Codice ebraico

legge slovacca antisemita

Il Codice ebraico (in slovacco: Židovský kódex) fu il decreto governativo del governo Tuka emanato il 9 settembre 1941,[1] ispirato alle Leggi di Norimberga.[2] Le norme contenute nei suoi 270 paragrafi sono state considerate dagli studiosi più crudeli e restrittive di quelle di Norimberga[3][4][5]. Con la collaborazione tra il governo slovacco e il regime nazista, in virtù di questo codice furono assassinate oltre 60000 persone.[6] Secondo le stime di Yad Vashem, nelle persecuzioni in Slovacchia sarebbero morti complessivamente 69500 dei circa 90000 ebrei.[7]

I nomi delle persone assassinate al Museo dell'Olocausto di Sereď

Storia

Il Codice segnò la transizione della questione ebraica in Slovacchia dalla tradizionale prospettiva religiosa a quella «razziale».[8] Nell'ottica razziale la legge definiva ebreo ogni cittadino discendente da almeno tre nonni di fede ebraica non battezzati prima del 20 aprile 1939. Le persone così individuate dovevano indossare una stella di David gialla e perdevano i loro diritti: l'elettorato attivo e passivo, la libertà di frequentare teatri, stabilimenti balneari, parchi e altre strutture pubbliche, il diritto a lavorare come impiegati statali, come medici, ad esercitare le arti, a svolgere attività editoriali. Il matrimonio tra ebrei o meticci e non ebrei fu vietato. Chi violava tali disposizioni era punito con la reclusione da tre a cinque anni. La legge consentiva al capo dello Stato Jozef Tiso di esonerare da queste restrizioni persone benemerite o quelle da impiegare per necessità urgenti di economia nazionale.[9]

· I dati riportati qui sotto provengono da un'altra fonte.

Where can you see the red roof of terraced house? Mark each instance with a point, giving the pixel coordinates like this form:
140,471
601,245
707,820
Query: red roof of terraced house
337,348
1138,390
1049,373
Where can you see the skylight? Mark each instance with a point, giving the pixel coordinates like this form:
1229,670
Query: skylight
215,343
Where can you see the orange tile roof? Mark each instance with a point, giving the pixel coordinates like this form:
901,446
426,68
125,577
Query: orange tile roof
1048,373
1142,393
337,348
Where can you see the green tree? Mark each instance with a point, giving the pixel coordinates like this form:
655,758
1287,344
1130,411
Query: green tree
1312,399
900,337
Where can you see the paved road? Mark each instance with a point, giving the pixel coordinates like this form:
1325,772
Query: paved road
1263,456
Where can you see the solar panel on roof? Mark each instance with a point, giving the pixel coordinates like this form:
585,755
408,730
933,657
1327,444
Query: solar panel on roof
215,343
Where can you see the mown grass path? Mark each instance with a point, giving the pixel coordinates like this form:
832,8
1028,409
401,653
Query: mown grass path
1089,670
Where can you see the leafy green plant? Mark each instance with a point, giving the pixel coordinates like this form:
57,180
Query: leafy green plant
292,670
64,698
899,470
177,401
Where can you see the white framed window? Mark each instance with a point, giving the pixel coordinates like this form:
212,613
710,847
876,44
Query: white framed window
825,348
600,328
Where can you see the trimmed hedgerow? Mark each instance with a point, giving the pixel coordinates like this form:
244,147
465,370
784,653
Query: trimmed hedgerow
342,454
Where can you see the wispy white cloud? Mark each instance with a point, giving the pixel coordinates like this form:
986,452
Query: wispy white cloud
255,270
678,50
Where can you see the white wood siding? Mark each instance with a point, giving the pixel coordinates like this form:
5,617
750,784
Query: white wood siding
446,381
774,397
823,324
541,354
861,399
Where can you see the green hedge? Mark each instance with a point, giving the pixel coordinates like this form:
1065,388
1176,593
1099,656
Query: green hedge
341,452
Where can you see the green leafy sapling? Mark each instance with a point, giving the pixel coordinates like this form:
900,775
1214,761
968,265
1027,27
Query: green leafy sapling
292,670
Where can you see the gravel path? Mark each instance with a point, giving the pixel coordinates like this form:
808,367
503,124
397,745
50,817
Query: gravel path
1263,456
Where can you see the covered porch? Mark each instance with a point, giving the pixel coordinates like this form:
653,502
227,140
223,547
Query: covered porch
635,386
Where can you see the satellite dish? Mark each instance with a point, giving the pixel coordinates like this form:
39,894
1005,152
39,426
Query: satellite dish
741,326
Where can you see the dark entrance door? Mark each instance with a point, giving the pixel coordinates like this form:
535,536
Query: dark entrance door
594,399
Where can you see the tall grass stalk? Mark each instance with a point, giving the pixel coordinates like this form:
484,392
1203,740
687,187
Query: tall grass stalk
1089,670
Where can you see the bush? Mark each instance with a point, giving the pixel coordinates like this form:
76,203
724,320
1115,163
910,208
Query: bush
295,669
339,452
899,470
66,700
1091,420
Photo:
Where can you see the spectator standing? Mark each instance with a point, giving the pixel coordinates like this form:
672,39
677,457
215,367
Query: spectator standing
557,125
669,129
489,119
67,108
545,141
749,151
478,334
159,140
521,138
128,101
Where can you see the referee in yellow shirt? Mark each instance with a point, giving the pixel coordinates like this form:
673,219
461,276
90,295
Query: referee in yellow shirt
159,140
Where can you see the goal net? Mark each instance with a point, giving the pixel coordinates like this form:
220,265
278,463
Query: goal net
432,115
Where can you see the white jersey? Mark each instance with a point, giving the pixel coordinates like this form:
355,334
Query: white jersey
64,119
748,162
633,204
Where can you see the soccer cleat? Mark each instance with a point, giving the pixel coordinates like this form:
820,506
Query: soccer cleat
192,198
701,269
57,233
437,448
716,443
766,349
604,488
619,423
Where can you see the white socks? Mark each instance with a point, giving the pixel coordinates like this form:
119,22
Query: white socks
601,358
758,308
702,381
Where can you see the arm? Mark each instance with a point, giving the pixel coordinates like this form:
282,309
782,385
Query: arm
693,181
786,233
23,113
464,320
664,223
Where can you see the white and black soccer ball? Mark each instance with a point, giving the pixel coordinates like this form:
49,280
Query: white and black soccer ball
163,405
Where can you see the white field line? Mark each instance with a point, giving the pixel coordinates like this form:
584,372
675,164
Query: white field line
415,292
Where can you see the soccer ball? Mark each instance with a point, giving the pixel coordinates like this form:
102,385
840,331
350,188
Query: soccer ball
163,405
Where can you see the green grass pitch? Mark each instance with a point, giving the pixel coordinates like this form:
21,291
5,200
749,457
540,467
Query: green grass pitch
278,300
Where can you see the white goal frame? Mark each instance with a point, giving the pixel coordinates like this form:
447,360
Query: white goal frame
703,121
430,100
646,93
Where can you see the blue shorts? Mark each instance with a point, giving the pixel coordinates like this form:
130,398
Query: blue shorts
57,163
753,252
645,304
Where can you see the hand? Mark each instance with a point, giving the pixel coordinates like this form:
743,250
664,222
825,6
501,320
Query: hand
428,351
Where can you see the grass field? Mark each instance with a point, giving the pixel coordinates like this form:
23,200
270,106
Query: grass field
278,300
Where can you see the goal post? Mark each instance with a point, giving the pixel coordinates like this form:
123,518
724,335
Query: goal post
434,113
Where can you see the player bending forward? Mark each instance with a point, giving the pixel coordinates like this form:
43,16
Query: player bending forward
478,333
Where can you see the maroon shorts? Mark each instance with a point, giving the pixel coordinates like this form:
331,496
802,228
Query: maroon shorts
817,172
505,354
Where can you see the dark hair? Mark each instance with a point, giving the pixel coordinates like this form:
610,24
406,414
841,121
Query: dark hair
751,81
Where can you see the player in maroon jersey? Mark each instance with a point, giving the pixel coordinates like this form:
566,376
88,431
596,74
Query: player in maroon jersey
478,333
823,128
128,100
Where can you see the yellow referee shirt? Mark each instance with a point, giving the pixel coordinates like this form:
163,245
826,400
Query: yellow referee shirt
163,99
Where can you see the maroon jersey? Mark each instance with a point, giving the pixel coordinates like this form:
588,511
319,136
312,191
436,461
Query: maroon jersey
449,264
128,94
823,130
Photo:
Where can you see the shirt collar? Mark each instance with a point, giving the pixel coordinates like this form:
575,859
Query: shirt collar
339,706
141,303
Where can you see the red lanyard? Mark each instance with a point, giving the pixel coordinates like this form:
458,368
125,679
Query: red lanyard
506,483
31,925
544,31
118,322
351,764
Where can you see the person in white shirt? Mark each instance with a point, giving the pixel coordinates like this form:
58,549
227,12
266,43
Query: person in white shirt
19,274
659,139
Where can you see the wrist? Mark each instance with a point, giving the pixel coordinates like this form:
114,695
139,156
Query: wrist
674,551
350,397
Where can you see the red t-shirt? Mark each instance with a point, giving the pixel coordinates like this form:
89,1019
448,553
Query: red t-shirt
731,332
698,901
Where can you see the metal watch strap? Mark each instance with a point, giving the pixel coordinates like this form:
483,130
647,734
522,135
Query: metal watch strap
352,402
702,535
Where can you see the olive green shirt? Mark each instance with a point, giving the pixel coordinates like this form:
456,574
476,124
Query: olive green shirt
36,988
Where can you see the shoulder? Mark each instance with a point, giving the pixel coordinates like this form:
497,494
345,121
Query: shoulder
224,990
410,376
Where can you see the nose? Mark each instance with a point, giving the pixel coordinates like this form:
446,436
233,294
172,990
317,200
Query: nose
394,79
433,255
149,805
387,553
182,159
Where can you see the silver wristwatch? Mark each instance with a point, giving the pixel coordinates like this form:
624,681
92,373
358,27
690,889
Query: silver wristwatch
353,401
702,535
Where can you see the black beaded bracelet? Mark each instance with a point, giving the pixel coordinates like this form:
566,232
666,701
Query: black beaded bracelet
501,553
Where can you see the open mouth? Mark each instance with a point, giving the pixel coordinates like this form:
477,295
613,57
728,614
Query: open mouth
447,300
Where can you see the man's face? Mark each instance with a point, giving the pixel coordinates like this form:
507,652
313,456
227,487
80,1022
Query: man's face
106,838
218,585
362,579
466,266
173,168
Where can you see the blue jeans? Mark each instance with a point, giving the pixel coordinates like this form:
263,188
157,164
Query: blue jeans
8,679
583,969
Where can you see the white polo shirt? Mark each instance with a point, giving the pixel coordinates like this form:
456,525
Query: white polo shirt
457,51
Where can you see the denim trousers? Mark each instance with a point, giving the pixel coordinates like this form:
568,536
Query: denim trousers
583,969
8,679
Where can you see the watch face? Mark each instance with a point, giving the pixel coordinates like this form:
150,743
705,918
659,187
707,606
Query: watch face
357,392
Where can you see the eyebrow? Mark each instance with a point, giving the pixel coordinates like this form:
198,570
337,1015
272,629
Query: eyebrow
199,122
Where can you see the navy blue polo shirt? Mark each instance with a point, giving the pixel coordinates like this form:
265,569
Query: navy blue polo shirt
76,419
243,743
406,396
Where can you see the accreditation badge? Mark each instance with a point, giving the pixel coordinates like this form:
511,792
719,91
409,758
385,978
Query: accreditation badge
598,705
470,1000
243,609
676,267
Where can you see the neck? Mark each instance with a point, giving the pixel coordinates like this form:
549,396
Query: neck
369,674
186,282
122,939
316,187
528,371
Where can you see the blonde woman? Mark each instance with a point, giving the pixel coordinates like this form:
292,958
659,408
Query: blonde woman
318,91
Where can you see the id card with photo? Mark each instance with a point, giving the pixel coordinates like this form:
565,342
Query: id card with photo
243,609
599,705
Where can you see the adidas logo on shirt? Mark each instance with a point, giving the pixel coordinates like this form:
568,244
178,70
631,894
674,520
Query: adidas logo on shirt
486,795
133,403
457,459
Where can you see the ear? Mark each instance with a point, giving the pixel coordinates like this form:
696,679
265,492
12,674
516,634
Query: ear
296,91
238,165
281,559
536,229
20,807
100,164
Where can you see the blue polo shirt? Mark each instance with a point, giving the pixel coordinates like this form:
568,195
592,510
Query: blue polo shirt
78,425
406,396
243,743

Oltre a privare gli ebrei slovacchi dei diritti, il Codice pose le condizioni per la loro deportazione.[10]

Secondo lo storico ed esperto dell'Europa dell'Est Jörg Konrad Hoensch, un terzo degli ebrei slovacchi fu risparmiato dalla deportazione e dallo sterminio grazie ad una distribuzione generosa di certificati di esenzione o di lettere di protezione.[8] La storica Tatjana Tönsmeyer cita in proposito, sottoponendola a critica, la cifra di 35000 ebrei[11] che nel 1942 sarebbero stati in possesso di tali lettere, usata più volte da storici slovacchi in esilio come Milan Stanislav Ďurica.[12] Tale cifra proviene essenzialmente da un telegramma spedito il 26 giugno 1942 dal terzo inviato diplomatico tedesco a Bratislava Hanns Ludin al ministero degli Esteri del Reich, nel quale il funzionario dava notizia dello stallo delle deportazioni degli ebrei slovacchi ad Auschwitz. Il documento riporta testualmente:

(DE)

«Die Durchführung der Evakuierung der Juden aus der Slowakei ist im Augenblick auf einem Toten Punkt angelangt. Bedingt durch kirchliche Einflüsse und durch die Korruption einzelner Beamter haben etwa 35.000 Juden Sonderlegitimationen erhalten, auf Grund deren sie nicht evakuiert zu werden brauchen.[13]»

(IT)

«L'attuazione dell'evacuazione degli ebrei dalla Slovacchia è al momento a un punto morto. A causa dell'influenza della Chiesa e della corruzione di alcuni funzionari, circa 35000 ebrei hanno ottenuto permessi speciali sulla cui base non vanno evacuati.»

La determinazione esatta del numero dei certificati di esenzione e delle lettere di protezione rilasciati è difficile, dato che nel dopoguerra l'archivio interessato fu più volte ispezionato e depredato dalle autorità cecoslovacche, e molti documenti importanti andarono perduti.[14] Ernest Žabkay, difensore di Tiso davanti al tribunale del popolo nel 1947, riporta nelle sue memorie che il presidente del tribunale Igor Daxner si oppose alle indagini sul numero delle lettere di protezione effettivamente emesse.[15]